Annie Ernaux |
October 6, 2022
One grew up in a small town in Normandy; the other comes from a village in the Somme, in Northern France. Both are from working-class backgrounds – her parents were greengrocers and café managers; his father was a factory worker and his mother was a homemaker. Born 52 years apart, in 1940 for her and 1992 for him, almost two generations lie between them. Yet many subjects and concerns connect Annie Ernaux and Edouard Louis, and the French see him as a direct descendent of the author of Happening and The Years. On several occasions, Edouard Louis has actually spoken of how much she influenced his writing, such as in a 2014 interview with weekly magazine Télérama: “Her books are so powerful because they offer a new image of what crafting a book really means. I have tried to use this question as a starting point in all my writing.” In 2013, Annie Ernaux took part in L’insoumission en héritage, a collective work directed by Edouard Louis paying tribute to sociologist Pierre Bourdieu, who theorized the distinction and reproduction of social hierarchies.

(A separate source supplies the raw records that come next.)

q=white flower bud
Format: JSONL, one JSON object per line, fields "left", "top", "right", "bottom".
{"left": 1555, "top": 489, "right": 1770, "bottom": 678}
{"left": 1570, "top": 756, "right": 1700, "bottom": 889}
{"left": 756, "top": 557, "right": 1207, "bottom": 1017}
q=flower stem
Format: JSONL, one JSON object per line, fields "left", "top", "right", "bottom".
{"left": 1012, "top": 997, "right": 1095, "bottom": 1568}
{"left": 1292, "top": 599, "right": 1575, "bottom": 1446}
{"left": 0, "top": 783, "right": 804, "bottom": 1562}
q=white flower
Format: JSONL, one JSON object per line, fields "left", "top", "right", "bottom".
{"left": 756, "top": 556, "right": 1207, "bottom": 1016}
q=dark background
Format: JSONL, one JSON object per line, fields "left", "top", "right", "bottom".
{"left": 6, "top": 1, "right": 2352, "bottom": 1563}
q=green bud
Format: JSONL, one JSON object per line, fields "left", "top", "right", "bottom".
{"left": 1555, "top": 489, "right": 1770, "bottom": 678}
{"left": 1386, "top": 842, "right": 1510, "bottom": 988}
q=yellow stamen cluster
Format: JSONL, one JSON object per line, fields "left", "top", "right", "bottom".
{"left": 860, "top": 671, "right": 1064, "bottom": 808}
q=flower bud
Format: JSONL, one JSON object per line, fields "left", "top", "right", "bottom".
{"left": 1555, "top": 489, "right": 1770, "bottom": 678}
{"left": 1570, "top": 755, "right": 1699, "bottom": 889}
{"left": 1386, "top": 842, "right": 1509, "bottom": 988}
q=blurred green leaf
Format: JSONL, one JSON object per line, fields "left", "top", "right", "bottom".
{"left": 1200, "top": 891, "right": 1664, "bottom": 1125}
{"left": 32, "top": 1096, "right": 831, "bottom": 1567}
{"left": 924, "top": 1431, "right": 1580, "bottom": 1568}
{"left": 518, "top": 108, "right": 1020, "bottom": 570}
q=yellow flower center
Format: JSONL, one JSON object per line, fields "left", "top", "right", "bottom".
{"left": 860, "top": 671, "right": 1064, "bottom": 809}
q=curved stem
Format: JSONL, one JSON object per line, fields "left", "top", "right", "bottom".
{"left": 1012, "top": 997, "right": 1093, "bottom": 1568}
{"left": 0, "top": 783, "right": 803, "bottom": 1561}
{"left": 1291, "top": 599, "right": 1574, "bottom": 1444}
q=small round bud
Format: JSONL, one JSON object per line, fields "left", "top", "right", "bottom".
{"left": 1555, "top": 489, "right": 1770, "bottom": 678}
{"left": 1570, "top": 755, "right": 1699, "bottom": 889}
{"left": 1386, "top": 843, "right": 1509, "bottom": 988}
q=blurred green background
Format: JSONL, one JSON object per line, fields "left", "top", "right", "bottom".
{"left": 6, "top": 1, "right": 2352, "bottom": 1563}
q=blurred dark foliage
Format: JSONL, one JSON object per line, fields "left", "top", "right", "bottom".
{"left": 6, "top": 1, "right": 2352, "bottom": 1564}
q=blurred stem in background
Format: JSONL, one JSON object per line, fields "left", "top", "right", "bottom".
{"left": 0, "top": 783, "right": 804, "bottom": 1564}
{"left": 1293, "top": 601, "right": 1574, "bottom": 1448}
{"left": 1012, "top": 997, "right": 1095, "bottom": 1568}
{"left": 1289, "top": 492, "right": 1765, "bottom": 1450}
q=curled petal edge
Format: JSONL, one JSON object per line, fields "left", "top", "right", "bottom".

Defying class boundaries, Annie Ernaux and Edouard Louis are also connected by their hyper-realistic texts, which highlight the mechanisms of dominations at the crossroads of gender and social class. In A Woman’s Battles and Transformations, the author of The End of Eddy writes to his mother, Monique, as he reflects on his own background and the history of their complicated relationship. Upon finding a photograph of her at 20, an age at which she should have been “young and full of dreams,” he sees nothing but violence, poverty, and a body broken by years spent with brutal men who humiliated her. “Seeing the photo reminded me that those twenty years of devastation were not anything natural but were the result of external forces – society, masculinity, my father – and that things could have been otherwise,” writes Edouard Louis. Alternating between the third and second person, he portrays his mother’s courageous emancipation after he leaves home to go to college. In doing so, with his trademark blend of shamelessness, violence, and anger, he wields literature like a weapon, gladly turning his back on the established bourgeois models: “I’ve been told that literature should never resemble a political manifesto but already I’m sharpening each of my sentences the way I’d sharpen the blade of a knife.”
This statement was probably not random, as it echoes L’ écriture comme un couteau (“Writing as a knife”), a book of interviews between Annie Ernaux and author Frédéric-Yves Jeannet. “I bring something hard, heavy, and even violent into literature, tied to living conditions and the language of a world that was entirely my own until the age of 18; a working-class, rural world,” she says. “There is always something real. I feel that writing is what I do best, in my context and my situation outside of my class, as a political act and as a gift.” The U.S. release of Do What They Say or Else, her second novel, originally published in France in 1977, is especially interesting because it enables us to see how far the author has come. Hidden behind a mask of fiction, she follows the transformations of Anne, a high school student who has her first sexual experiences and dreams of “changing life.” By observing movements and table manners, by restoring a working-class language that gradually repulses the teenager, Annie Ernaux expresses the widening gap between Anne and her parents. While the language is not as dry and harsh as in her subsequent books, readers will recognize the themes that feature in her later work: the fear of getting pregnant in France before the legalization of abortion, class violence and all forms of domination, and her contradictory relationship with her mother.
“No one writes in the same way after reading Annie Ernaux,” said Edouard Louis following the recent French publication of her latest book Le jeune homme, a lucid depiction of an affair between the writer, then 54, and a 24-year-old student. By writing about their origins and the violence inherent to passing from one world to another, Annie Ernaux and Edouard Louis have dared to write against the dominant literary grain, to shine a light on other lives and other bodies that have been excluded until now.